When the MDM2 gene acts with a specific protein found in cancer cells’ mitochondria, it can lead to cancer cell death. The study which discovered this fact, published by Mount Sinai researchers in Molecular Cell journal, could open new treatment opportunities for cancer patients in the future.

The role and function of MDM2 was previously unknown to scientists, partly because it is characterised both as an oncogene and a tumour suppressor.

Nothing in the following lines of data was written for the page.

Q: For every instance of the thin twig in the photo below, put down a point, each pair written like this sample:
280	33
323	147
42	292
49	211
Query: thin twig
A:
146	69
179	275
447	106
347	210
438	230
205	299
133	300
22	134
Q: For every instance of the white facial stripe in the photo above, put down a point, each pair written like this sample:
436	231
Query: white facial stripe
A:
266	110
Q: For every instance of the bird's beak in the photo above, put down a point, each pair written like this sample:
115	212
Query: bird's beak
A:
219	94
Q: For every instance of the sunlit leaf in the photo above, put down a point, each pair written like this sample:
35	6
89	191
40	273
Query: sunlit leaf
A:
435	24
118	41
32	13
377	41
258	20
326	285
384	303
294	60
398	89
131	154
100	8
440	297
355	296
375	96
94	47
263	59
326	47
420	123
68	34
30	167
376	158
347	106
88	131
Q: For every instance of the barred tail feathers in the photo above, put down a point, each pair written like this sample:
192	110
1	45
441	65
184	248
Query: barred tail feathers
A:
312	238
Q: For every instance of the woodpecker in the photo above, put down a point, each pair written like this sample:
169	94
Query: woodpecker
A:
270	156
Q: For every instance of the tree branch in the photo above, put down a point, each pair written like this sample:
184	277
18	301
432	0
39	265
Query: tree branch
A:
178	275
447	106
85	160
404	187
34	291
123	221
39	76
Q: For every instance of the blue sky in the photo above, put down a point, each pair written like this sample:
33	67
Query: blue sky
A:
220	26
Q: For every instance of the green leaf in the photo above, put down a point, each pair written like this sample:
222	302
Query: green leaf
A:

The researchers studied human cancer cells, fruit flies and genetically-engineered mice to find that extra copies of MDM2 occurring in cancer disrupts cellular processes. Particularly, MDM2 was found to react with a protein found in cancer cells’ mitochondria and eventually causes cancer cell death.

The team also found that the nutlin-3A therapy enhanced interactions between MDM2 and the mitochondrial protein, aiding in the killing of cancer cells. From this, they surmise that MDM2 could be used to targeted to spur on cancer cell death.

Lead investigator Jerry Chipuk, Associate Professor of Oncological Sciences, and Dermatology, and Associate Director for Basic Science Shared Resources at the Tisch Cancer Institute, said that: “Future research should involve delving into MDM2 biology and its pharmacological regulation and examining cellular respiration and mitochondrial dynamics.

“Understanding the exact nature of the cellular responses to MDM2-induced stress will help advance our efforts to develop concrete therapeutic treatments for cancer.”